L3Harris Technologies [LHX] completed a $125 million expansion at its payload manufacturing facility in Fort Wayne, Indiana, to support its work for the Space Development Agency (SDA) and the “Golden Dome” missile defense initiative. The facility will have capacity to produce 48 payloads per year when it is fully ramped up. 

L3Harris has built payloads in the Fort Wayne facility since the 1960s. The facility focuses on infrared sensor payloads that serve national defense and civil weather, including the imager for NOAA’s GeoXO satellite system. The company’s heritage in weather payloads informed its missile defense capabilities, which is one of the few other missions that relies on real-time data from infrared sensors.

This expansion is part of a move toward productionizing space payloads instead of treating them as one-off, bespoke missions, Rob Mitrevski, vice president and general manager of Spectral Solutions at L3Harris Technologies, told sister publication

Via Satellite last week during Space Symposium.

“It’s very important to create that scale necessary, the producibility, the predictability, and the schedule confidence at rate that’s required,” he said.

Mitrevski said L3Harris is scaling up in missile warning and missile defense with investments in facilities, workforce, and supply chain.
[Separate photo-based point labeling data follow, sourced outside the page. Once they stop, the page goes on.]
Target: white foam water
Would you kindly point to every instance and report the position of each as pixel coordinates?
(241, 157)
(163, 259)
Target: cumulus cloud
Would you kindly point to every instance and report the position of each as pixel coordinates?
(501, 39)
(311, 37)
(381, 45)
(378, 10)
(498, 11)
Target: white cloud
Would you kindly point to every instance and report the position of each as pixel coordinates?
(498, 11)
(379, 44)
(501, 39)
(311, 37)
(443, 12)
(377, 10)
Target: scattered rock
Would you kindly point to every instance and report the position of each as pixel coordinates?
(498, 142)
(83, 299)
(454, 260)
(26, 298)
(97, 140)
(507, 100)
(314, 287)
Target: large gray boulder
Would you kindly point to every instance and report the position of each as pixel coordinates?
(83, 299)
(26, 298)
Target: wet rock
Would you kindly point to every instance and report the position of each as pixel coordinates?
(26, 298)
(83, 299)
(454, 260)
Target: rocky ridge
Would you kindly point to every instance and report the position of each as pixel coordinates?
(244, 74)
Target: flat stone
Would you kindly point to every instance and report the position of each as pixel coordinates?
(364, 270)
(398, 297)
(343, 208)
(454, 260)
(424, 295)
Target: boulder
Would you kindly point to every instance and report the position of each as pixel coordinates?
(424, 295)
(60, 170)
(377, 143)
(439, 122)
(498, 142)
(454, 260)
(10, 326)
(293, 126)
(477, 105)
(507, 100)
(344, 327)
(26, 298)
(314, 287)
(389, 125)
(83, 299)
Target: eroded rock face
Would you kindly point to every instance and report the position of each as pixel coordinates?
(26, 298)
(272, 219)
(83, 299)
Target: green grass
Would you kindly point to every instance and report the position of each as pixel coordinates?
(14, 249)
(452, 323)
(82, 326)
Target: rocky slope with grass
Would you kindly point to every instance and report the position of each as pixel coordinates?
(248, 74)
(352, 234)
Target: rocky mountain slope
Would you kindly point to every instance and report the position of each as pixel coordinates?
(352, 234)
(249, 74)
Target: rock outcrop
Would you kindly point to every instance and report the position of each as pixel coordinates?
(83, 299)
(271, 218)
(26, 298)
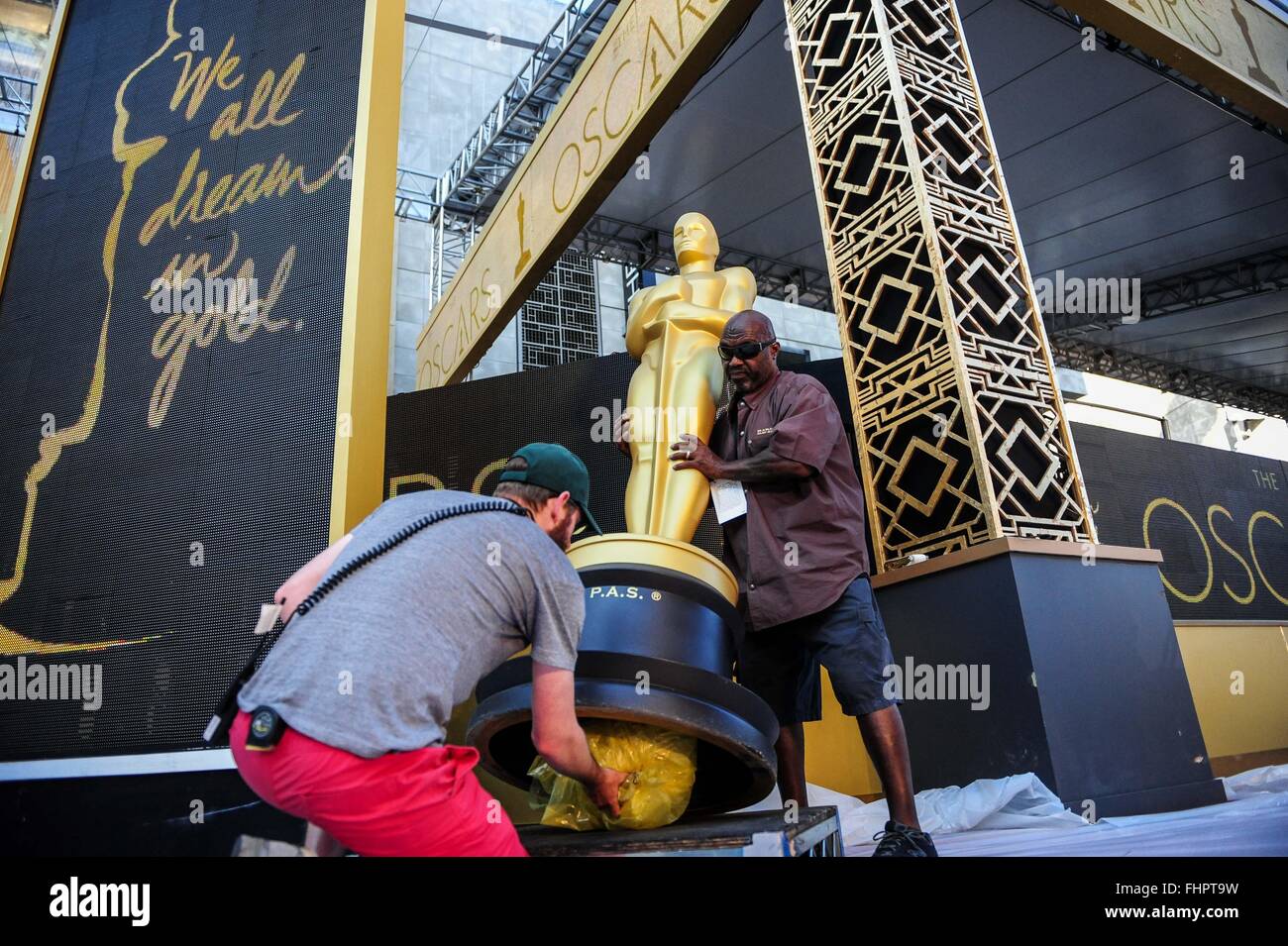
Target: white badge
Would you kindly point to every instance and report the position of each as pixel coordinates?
(729, 498)
(267, 618)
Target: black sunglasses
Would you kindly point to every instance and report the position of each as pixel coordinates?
(745, 352)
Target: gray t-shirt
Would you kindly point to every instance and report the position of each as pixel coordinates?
(377, 666)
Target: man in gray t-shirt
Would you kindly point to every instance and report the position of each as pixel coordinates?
(368, 680)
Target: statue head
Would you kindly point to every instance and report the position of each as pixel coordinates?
(696, 242)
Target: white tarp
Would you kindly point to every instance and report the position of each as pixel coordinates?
(1020, 815)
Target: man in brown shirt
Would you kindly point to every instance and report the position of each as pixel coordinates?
(802, 562)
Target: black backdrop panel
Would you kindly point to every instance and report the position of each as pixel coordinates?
(456, 434)
(167, 524)
(1211, 560)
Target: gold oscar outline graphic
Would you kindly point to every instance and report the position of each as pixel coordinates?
(132, 156)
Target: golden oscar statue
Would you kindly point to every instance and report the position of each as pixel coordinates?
(661, 631)
(674, 330)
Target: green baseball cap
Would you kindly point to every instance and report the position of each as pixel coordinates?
(557, 469)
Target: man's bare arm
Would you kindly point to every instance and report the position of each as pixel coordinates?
(561, 740)
(297, 585)
(765, 467)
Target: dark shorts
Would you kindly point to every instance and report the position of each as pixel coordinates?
(781, 663)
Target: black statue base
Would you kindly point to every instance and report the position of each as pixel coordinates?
(1086, 683)
(657, 648)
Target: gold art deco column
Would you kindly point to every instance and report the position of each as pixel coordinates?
(961, 430)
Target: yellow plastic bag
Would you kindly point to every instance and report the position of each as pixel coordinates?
(662, 768)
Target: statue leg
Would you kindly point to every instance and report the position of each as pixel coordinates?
(640, 403)
(686, 493)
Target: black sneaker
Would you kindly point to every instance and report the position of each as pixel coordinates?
(901, 841)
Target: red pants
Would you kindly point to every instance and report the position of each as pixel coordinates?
(404, 803)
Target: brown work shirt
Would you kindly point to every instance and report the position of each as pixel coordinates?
(803, 541)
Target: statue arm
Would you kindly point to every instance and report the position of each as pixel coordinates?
(635, 340)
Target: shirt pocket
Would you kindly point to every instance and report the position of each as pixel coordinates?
(759, 439)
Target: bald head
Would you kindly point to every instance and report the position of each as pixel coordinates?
(751, 334)
(748, 326)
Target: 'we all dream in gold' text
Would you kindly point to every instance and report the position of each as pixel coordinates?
(196, 200)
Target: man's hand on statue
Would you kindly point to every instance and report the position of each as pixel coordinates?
(695, 455)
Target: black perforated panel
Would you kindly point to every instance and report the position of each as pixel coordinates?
(1229, 573)
(165, 521)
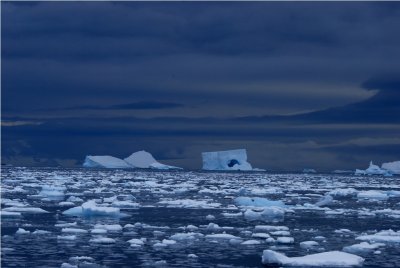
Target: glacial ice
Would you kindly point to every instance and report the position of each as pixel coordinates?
(363, 247)
(90, 209)
(392, 167)
(257, 202)
(140, 159)
(104, 161)
(143, 159)
(372, 170)
(226, 160)
(386, 236)
(330, 258)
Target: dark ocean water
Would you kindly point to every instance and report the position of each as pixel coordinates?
(169, 203)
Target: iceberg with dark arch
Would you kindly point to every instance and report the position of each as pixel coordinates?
(104, 161)
(140, 159)
(226, 160)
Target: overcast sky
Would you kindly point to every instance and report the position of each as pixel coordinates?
(300, 85)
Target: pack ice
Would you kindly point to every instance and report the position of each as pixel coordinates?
(226, 160)
(392, 167)
(143, 159)
(372, 170)
(140, 159)
(104, 161)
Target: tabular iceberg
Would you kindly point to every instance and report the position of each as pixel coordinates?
(226, 160)
(104, 161)
(392, 167)
(143, 159)
(140, 159)
(372, 170)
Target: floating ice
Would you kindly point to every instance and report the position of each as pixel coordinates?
(308, 244)
(22, 231)
(90, 209)
(343, 192)
(330, 258)
(104, 161)
(222, 236)
(226, 160)
(386, 236)
(136, 242)
(392, 167)
(257, 202)
(102, 240)
(372, 170)
(362, 248)
(25, 210)
(189, 203)
(372, 194)
(324, 201)
(285, 240)
(73, 230)
(269, 214)
(143, 159)
(186, 236)
(251, 242)
(270, 228)
(53, 192)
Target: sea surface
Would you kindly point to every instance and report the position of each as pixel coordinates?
(176, 215)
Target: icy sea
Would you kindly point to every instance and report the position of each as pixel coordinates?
(115, 218)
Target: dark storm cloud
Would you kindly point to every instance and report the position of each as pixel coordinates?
(141, 105)
(294, 83)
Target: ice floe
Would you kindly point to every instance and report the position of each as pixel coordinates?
(325, 259)
(226, 160)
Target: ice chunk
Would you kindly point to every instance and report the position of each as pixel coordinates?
(285, 240)
(53, 192)
(372, 170)
(257, 202)
(387, 236)
(25, 210)
(392, 167)
(324, 201)
(104, 161)
(222, 236)
(73, 230)
(343, 192)
(90, 209)
(372, 194)
(102, 240)
(330, 258)
(308, 244)
(136, 242)
(226, 160)
(186, 236)
(251, 242)
(22, 231)
(269, 214)
(363, 247)
(143, 159)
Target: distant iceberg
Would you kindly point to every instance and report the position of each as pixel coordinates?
(392, 167)
(140, 159)
(226, 160)
(373, 170)
(143, 159)
(104, 161)
(309, 170)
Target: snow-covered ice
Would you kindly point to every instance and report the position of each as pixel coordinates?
(226, 160)
(325, 259)
(104, 161)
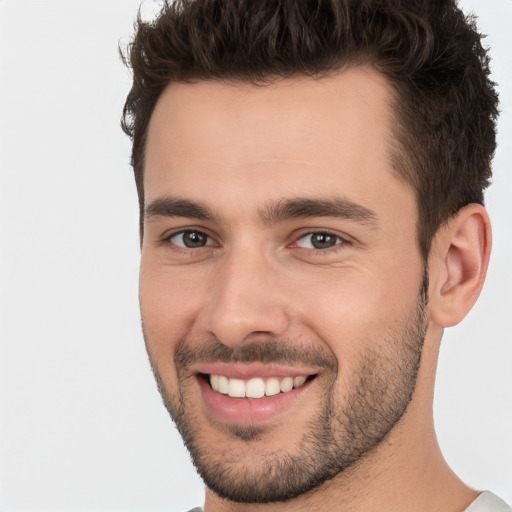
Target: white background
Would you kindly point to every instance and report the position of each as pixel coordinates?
(81, 423)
He said it was a “calculated risk” for the company to make this investment in increasing production.

“We knew the Golden Dome, or some variant of that need, would come,” Mitrevski said. “If you pay attention to the threats and pay attention to our near peer adversaries and the progress they’re making, their evolution, you can extrapolate how things are going to go. We knew the U.S. would respond as a nation, I think we’ve seen that buyer signal strengthen over the years.”

Mitrevski cites the $2.5 billion in backlog L3Harris has won in missile defense, although this is a new area of business for the company in recent years. L3Harris has five satellites on orbit and 34 satellites in development for the Space Development Agency’s Tracking Layer and the Missile Defense Agency’s Hypersonic and Ballistic Tracking Space Sensor (HBTSS) program.

This investment in production comes as the U.S. is imposing tariffs on all countries and much higher tariffs on China. Mitrevski said that the company’s supply chain is primarily based in the U.S., and the company is assessing the full impact of tariffs.

The full impact is “unknown,” at this point, he said. “In our business a domestic supply chain is vitally important. There’s potential that the raw materials aspect will create some impact but we really don’t know yet. It’s still early in the process. We’re all talking about it, but there’s been no effect as of yet that we’ve seen.”